Hardly noticing the activity around me, I strolled slowly down toward Room 4, in no hurry, forcing myself all the way. A glance at the operating schedule posted on the bulletin board increased my dismay. Like the Supercharger, this G.P. was a man of advanced age, small skill, and no modesty. He was also given to interminable and egotistical stories about his travail in the early days. Apparently, he had for years carried most of the burden of American medical service on his shoulders, performing feats of skill and endurance that blew the mind. At least, they blew his mind. A puckish resident had once dubbed him Hercules, and the name stuck. Hercules was another who always admitted his patients on the teaching service, so that the house staff would do histories and physicals for him. If you ever ordered an X ray, or even an extra blood count, he’d hit the ceiling, bawling you out for extravagant utilization of costly laboratory tests. Apparently 99 per cent of the lab tests had been developed since he graduated from medical school about the time the Curies were beginning to play around with pitchblende. Moreover, he had a favorite habit of prescribing penicillin or tetracycline for every cold that appeared in the ER — a practice that virtually all medical authorities now agree is worse than doing nothing at all. That he was supposed to be one of our teachers was simply a bad joke.

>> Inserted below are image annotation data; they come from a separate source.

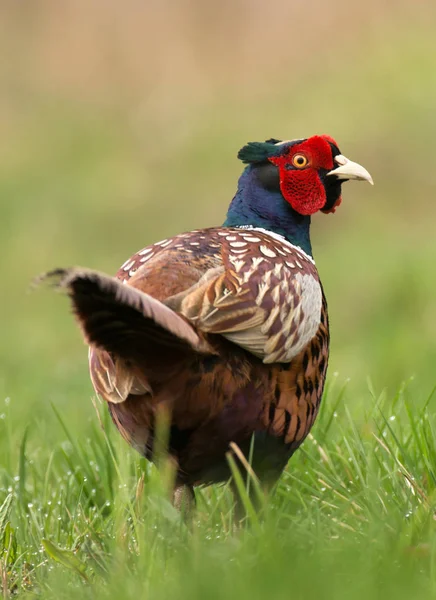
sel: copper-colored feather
[45,228,328,494]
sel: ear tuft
[238,140,278,163]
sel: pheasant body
[48,136,370,502]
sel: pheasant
[46,135,373,510]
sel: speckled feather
[42,135,372,499]
[76,228,329,485]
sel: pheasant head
[225,135,373,253]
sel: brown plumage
[42,138,369,510]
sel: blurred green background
[0,0,436,424]
[0,0,436,596]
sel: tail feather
[43,268,213,362]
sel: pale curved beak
[327,154,374,185]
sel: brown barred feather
[45,228,329,486]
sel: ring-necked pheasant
[44,135,372,510]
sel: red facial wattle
[269,136,336,215]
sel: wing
[108,228,323,363]
[174,229,323,363]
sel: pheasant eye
[292,154,309,169]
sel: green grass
[0,377,436,599]
[0,3,436,600]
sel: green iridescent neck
[224,166,312,256]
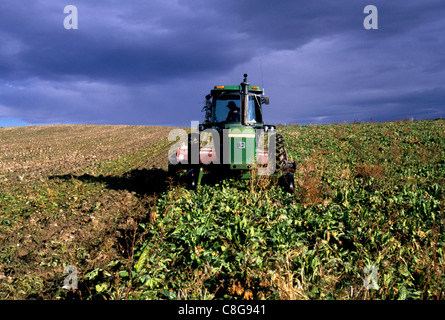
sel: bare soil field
[0,125,177,299]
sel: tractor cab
[203,74,269,128]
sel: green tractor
[168,74,296,192]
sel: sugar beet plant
[82,120,445,299]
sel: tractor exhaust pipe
[240,73,250,126]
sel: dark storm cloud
[0,0,445,125]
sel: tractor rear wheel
[275,134,287,171]
[276,134,295,193]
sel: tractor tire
[275,134,287,172]
[276,134,295,193]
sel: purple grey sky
[0,0,445,126]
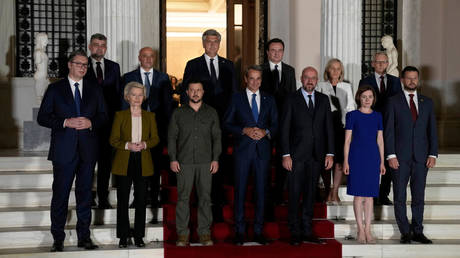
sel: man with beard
[168,80,222,246]
[85,33,123,209]
[383,66,438,244]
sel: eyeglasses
[71,62,88,69]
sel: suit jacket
[223,91,278,160]
[316,82,356,127]
[260,62,297,110]
[37,78,107,163]
[85,57,123,121]
[123,68,172,142]
[383,92,438,163]
[359,73,402,114]
[110,109,159,176]
[181,55,237,118]
[280,89,334,162]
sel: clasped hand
[243,127,267,141]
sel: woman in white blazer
[316,58,356,204]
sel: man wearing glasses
[37,50,107,252]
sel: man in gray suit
[383,66,438,244]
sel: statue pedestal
[23,108,51,151]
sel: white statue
[34,33,49,105]
[382,35,399,77]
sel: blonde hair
[323,58,345,82]
[123,82,147,101]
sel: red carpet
[162,166,342,258]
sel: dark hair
[265,38,284,51]
[401,65,420,78]
[69,49,88,62]
[244,65,263,77]
[355,84,377,108]
[185,78,204,90]
[89,33,107,42]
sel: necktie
[251,93,259,123]
[307,95,315,113]
[74,82,81,117]
[409,94,418,122]
[380,75,385,93]
[273,65,280,91]
[96,62,104,85]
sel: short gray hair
[201,29,222,42]
[123,82,147,101]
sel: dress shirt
[204,54,219,79]
[91,58,105,79]
[168,103,222,164]
[246,88,260,114]
[268,61,283,82]
[139,67,153,86]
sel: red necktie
[409,94,417,122]
[380,75,385,93]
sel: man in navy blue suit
[224,66,278,245]
[84,33,123,209]
[123,47,172,224]
[359,52,402,205]
[37,51,107,252]
[384,66,438,244]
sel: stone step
[332,220,460,240]
[0,242,164,258]
[0,224,163,249]
[339,184,460,202]
[0,206,163,229]
[327,201,460,220]
[337,238,460,258]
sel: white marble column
[320,0,362,92]
[86,0,141,74]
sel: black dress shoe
[233,233,244,246]
[50,241,64,252]
[118,237,128,248]
[289,236,302,246]
[134,237,145,247]
[77,238,99,250]
[302,235,325,244]
[399,234,411,244]
[254,234,268,245]
[412,233,433,244]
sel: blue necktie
[144,72,151,111]
[251,93,259,123]
[74,82,81,117]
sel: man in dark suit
[359,52,401,205]
[181,29,237,221]
[123,47,172,224]
[280,67,334,245]
[85,33,123,209]
[37,51,107,252]
[260,38,297,208]
[384,66,438,244]
[224,66,278,245]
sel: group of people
[37,29,437,251]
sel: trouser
[176,163,213,236]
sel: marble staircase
[0,153,164,258]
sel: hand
[388,158,399,170]
[209,161,219,175]
[283,156,292,171]
[426,157,436,168]
[380,162,387,175]
[75,116,91,130]
[343,162,350,175]
[169,161,180,173]
[324,156,334,170]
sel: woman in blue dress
[343,85,385,244]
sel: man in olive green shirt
[168,81,222,246]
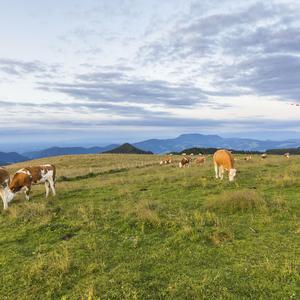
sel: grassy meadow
[0,154,300,300]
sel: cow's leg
[0,188,8,210]
[24,186,30,200]
[215,164,219,179]
[48,178,56,196]
[45,181,50,198]
[219,166,224,180]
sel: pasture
[0,154,300,299]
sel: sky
[0,0,300,151]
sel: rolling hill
[103,143,153,154]
[24,144,118,159]
[133,134,300,153]
[0,152,29,166]
[0,154,300,299]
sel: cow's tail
[52,165,56,186]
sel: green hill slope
[0,154,300,299]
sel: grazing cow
[213,150,236,181]
[9,164,56,200]
[159,156,172,165]
[195,156,205,166]
[179,156,192,168]
[0,167,14,210]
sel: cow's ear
[2,180,8,189]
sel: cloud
[0,58,59,77]
[40,72,210,108]
[139,1,300,101]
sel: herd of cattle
[0,150,290,210]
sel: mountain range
[0,134,300,165]
[103,143,153,154]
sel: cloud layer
[0,0,300,149]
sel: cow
[213,150,236,181]
[159,156,172,165]
[9,164,56,200]
[179,156,192,168]
[0,167,14,210]
[195,156,205,166]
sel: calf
[179,157,192,168]
[213,150,236,181]
[9,164,56,200]
[0,167,14,210]
[261,153,268,159]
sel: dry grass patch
[8,202,52,224]
[272,173,297,187]
[26,245,71,298]
[205,189,267,213]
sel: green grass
[0,155,300,299]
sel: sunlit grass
[0,155,300,299]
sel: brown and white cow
[0,167,14,210]
[159,156,172,165]
[179,156,192,168]
[195,156,205,166]
[9,164,56,200]
[213,150,236,181]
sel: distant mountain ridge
[133,134,300,153]
[0,152,29,166]
[23,144,118,159]
[0,133,300,165]
[102,143,153,154]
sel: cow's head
[229,169,236,181]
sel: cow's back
[213,150,234,170]
[0,167,9,186]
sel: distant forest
[172,147,300,155]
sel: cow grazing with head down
[0,167,14,210]
[179,156,192,168]
[213,150,236,181]
[195,156,205,166]
[159,156,172,165]
[9,164,56,200]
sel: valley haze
[0,133,300,165]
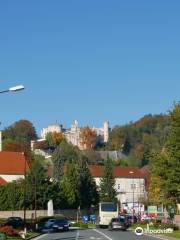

I had scrubbed with Hercules several months earlier, on a kidney-stone removal. At the time, he’d just finished reading, so he said, an article in a recent surgical journal recommending a new way to remove kidney stones. I doubted that Hercules read deeply or often, but this article had intrigued him — although he could not seem to remember the name of either the author or the journal, or even where the experiment had been conducted. As he worked down to the kidney, fondling the notion of this new procedure, he had indulged his habit of slicing through arteries indiscriminately and then stepping back to say, “Get that bleeder, boy,” hardly interrupting what he was talking about. The resident would scramble around in the wound, dabbing with gauze sponge and hemostats, while the surgeon pontificated.